Jetzt werden manche Leser fragen, warum redet der Autor nirgends über Nato und Neutralität. Nun, über die Absurdität und den Anachronismus der Neutralität eines Kleinstaats und EU-Mitglieds habe ich schon hunderte Texte geschrieben. In Sachen Nato habe ich allerdings im Laufe der letzten zwanzig Jahre tatsächlich zunehmend meine Meinung geändert. Je bösartiger die Türkei geworden ist, umso widersinniger ist es geworden, einem Bündnis beizutreten, dem die Türkei angehört. Und je mehr sich die USA abwenden, umso weniger Bedeutung hat die Nato überhaupt noch.
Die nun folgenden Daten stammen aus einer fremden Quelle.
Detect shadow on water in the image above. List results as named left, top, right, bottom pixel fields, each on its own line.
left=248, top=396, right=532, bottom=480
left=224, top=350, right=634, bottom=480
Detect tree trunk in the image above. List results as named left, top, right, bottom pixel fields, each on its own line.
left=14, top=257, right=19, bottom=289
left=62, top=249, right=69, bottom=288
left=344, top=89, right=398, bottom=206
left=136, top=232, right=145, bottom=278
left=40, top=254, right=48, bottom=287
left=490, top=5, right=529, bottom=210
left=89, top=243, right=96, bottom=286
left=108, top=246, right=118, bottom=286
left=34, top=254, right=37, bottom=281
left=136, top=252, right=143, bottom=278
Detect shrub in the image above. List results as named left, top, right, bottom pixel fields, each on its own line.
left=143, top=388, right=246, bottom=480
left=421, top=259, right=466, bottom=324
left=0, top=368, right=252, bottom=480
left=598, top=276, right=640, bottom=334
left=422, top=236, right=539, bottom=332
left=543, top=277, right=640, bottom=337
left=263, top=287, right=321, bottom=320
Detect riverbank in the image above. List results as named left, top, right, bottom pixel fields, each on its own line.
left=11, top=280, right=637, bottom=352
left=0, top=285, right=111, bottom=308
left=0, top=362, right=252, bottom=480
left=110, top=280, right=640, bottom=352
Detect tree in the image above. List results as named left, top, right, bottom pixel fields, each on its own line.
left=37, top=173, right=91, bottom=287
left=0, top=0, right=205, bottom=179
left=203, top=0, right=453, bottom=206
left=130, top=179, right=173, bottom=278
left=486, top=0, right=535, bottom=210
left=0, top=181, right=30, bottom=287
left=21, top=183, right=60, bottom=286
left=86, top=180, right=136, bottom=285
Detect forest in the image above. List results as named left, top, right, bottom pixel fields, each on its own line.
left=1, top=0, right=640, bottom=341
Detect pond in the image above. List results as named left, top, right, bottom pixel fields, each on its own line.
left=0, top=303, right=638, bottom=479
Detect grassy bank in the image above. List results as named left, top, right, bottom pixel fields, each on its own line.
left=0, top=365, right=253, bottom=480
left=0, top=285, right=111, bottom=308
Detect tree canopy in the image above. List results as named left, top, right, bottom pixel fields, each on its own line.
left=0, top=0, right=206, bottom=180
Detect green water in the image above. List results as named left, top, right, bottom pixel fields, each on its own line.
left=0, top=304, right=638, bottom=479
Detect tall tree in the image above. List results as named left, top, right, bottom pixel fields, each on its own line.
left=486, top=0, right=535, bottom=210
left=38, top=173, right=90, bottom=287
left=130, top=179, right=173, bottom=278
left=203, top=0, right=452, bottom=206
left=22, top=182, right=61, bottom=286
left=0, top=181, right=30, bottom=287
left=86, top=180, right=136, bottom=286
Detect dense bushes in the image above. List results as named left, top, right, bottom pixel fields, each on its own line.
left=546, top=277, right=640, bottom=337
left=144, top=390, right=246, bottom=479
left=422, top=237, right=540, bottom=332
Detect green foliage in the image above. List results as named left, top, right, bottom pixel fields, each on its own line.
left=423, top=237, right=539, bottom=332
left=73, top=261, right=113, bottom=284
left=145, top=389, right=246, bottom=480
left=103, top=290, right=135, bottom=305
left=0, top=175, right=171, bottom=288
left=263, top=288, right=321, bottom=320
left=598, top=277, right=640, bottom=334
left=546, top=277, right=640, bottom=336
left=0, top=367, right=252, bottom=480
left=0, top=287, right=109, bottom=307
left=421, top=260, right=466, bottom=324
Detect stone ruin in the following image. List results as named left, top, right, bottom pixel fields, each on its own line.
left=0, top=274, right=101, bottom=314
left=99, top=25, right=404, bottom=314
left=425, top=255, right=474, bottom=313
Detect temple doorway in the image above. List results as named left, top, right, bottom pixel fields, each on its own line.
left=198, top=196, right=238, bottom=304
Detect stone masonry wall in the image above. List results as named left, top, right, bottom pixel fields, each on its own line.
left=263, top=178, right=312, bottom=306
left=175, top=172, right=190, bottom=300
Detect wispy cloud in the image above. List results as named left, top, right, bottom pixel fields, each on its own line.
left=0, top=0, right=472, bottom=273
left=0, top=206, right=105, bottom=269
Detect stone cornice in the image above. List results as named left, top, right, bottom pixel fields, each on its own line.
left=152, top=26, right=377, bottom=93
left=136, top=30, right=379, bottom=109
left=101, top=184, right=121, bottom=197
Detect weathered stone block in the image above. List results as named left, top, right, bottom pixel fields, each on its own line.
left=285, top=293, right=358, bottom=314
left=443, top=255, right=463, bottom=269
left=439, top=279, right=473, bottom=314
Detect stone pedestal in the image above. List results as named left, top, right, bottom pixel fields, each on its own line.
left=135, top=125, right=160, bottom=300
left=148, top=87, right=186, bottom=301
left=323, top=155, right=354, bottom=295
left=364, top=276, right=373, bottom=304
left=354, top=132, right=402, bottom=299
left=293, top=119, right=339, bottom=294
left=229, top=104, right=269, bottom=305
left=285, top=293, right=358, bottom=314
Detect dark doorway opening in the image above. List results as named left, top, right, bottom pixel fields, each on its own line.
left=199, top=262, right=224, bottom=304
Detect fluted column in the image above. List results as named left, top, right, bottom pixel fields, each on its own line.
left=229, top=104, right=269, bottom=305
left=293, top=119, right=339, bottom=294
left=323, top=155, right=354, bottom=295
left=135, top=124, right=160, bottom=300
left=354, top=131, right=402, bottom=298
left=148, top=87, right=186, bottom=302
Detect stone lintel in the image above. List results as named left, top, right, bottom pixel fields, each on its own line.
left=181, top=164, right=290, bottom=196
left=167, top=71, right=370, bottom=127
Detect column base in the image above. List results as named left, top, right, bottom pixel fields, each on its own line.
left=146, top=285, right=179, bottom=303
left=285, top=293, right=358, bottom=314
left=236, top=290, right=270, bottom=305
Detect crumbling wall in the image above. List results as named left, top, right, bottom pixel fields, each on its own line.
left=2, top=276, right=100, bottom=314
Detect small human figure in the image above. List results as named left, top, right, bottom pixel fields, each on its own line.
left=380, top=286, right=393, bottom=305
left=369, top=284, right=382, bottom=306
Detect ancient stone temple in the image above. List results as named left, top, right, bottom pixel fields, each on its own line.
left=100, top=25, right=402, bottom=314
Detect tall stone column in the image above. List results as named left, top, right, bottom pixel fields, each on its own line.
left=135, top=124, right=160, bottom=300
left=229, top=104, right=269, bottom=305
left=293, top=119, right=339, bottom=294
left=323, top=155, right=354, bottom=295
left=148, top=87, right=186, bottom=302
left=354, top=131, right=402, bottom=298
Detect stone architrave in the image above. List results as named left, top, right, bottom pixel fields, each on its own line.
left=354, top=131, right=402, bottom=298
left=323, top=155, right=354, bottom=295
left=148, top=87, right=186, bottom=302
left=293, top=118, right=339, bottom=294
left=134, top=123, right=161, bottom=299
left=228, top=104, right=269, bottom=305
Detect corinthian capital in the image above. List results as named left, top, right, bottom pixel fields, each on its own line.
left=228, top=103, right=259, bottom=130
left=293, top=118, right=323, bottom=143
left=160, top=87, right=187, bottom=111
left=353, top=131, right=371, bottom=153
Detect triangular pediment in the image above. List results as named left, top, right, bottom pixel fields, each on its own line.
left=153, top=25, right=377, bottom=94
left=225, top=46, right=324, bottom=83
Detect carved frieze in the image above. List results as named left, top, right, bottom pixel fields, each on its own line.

Es muss – es müsste statt dessen ganz eindeutig um eine eigenständige Verteidigungs-Kapazität der EU gehen, an der selbstverständlich auch die Neutralen voll mitzuarbeiten haben. Aber das begreift man nur noch in Paris und London, aber nicht einmal mehr in Berlin und Rom. Die Briten gehen jetzt jedoch weg aus Europa. Und die Franzosen gehen sicherheitspolitisch immer mehr ihre eigenen Wege. Sie sind der einzige EU-Staat, der sich dem türkischen Vorstoß in Libyen entgegenstellt, während man bei der EU nicht einmal politisch weiß, was man dort eigentlich will, während man militärisch ohnedies ein Eunuch ist.